Em uma série de embates, que envolvem o antigo líder, Delegado Waldir, que, grampeado, chamou Bolsonaro de “vagabundo”, a deputada federal Joice Hasselmann, que acusa os filhos do presidente de disseminarem fake news, o presidente do partido, Luciano Bivar, alvo de operação da Polícia Federal, e a família presidencial, a sigla tornou-se uma panela de pressão.
Todos se perguntam se o caldo vai entornar ou se finalmente a temperatura vai baixar. De onde surgiu tanto fogo amigo?
Segundo analistas ouvidos pelo UOL, a raiz da maior crise do PSL desde que chegou ao poder está na disputa pelo controle político e financeiro do partido do presidente Jair Bolsonaro.
Quem tiver o comando da legenda definirá a estratégia nas eleições municipais de 2020, com papel fundamental na definição de candidatos, e administrará fundos que podem chegar a R$ 300 milhões ao longo do próximo ano.
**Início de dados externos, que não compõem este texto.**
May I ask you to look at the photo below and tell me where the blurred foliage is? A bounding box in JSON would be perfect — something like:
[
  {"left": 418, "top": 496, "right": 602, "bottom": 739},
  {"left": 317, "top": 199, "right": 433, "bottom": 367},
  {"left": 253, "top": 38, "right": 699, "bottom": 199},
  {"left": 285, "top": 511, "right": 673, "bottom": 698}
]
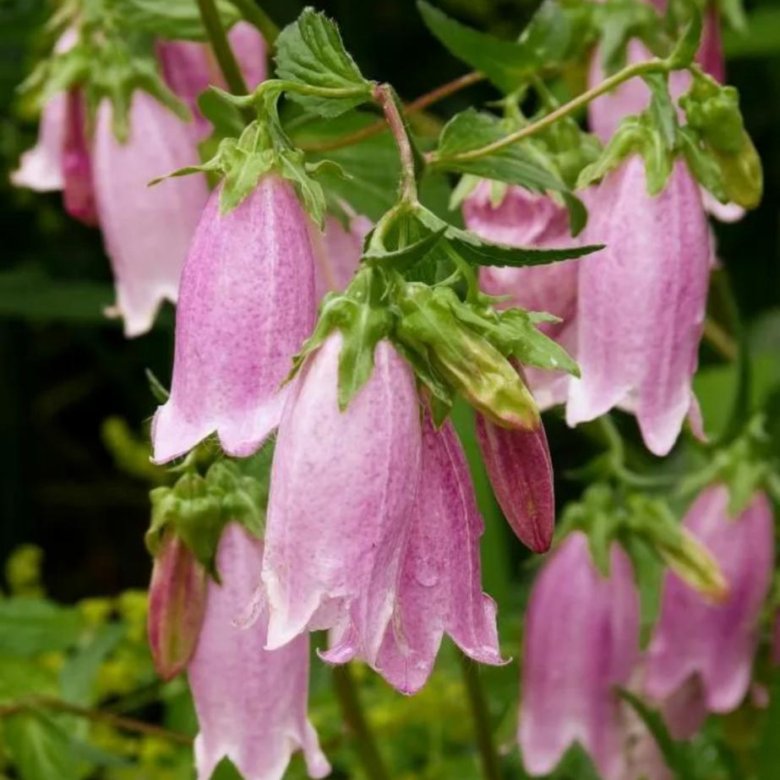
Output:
[{"left": 0, "top": 0, "right": 780, "bottom": 780}]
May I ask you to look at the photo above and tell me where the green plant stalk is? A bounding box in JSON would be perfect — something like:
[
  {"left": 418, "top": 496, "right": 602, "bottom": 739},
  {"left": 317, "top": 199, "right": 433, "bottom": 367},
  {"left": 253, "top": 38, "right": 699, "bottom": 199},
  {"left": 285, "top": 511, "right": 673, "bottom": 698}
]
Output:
[
  {"left": 458, "top": 651, "right": 501, "bottom": 780},
  {"left": 333, "top": 664, "right": 390, "bottom": 780},
  {"left": 230, "top": 0, "right": 280, "bottom": 48},
  {"left": 197, "top": 0, "right": 253, "bottom": 100},
  {"left": 426, "top": 59, "right": 672, "bottom": 165}
]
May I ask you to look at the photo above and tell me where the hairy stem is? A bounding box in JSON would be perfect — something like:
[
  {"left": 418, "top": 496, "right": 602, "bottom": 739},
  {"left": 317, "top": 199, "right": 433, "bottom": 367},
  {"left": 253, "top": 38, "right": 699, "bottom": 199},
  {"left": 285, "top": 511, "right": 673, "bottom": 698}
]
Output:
[
  {"left": 333, "top": 664, "right": 390, "bottom": 780},
  {"left": 230, "top": 0, "right": 279, "bottom": 47},
  {"left": 373, "top": 84, "right": 417, "bottom": 202},
  {"left": 0, "top": 696, "right": 192, "bottom": 745},
  {"left": 301, "top": 71, "right": 485, "bottom": 152},
  {"left": 197, "top": 0, "right": 249, "bottom": 95},
  {"left": 426, "top": 59, "right": 669, "bottom": 163},
  {"left": 458, "top": 652, "right": 501, "bottom": 780}
]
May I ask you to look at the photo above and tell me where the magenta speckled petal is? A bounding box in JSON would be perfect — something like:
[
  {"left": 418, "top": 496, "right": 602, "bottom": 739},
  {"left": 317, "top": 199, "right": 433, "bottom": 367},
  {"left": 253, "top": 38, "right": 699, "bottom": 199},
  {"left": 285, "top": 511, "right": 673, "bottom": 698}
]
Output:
[
  {"left": 152, "top": 175, "right": 316, "bottom": 463},
  {"left": 645, "top": 485, "right": 773, "bottom": 712},
  {"left": 188, "top": 523, "right": 330, "bottom": 780},
  {"left": 567, "top": 157, "right": 711, "bottom": 455},
  {"left": 477, "top": 415, "right": 555, "bottom": 553},
  {"left": 372, "top": 419, "right": 504, "bottom": 694},
  {"left": 518, "top": 532, "right": 639, "bottom": 780},
  {"left": 92, "top": 90, "right": 208, "bottom": 336},
  {"left": 263, "top": 331, "right": 420, "bottom": 659}
]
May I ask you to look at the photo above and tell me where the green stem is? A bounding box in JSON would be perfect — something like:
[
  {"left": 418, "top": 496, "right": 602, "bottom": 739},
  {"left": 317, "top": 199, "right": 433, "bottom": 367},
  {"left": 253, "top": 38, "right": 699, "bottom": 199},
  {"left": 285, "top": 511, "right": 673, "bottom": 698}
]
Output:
[
  {"left": 374, "top": 84, "right": 417, "bottom": 203},
  {"left": 225, "top": 0, "right": 279, "bottom": 48},
  {"left": 197, "top": 0, "right": 249, "bottom": 95},
  {"left": 458, "top": 652, "right": 501, "bottom": 780},
  {"left": 333, "top": 664, "right": 390, "bottom": 780},
  {"left": 426, "top": 59, "right": 670, "bottom": 163}
]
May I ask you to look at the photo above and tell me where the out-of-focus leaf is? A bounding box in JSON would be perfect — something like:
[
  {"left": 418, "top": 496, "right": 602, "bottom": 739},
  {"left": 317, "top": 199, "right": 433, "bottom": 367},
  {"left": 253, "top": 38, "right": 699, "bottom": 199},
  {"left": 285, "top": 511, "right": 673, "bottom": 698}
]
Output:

Ainda de acordo com analistas, a pouca importância que Bolsonaro dá às instituições democráticas é outro componente da crise, cujo desfecho consideram imprevisível – estas avaliações assemelham-se à de Gustavo Bebianno, que ocupou a presidência do PSL em 2018 e a Secretaria-Geral da Presidência do país no começo do governo.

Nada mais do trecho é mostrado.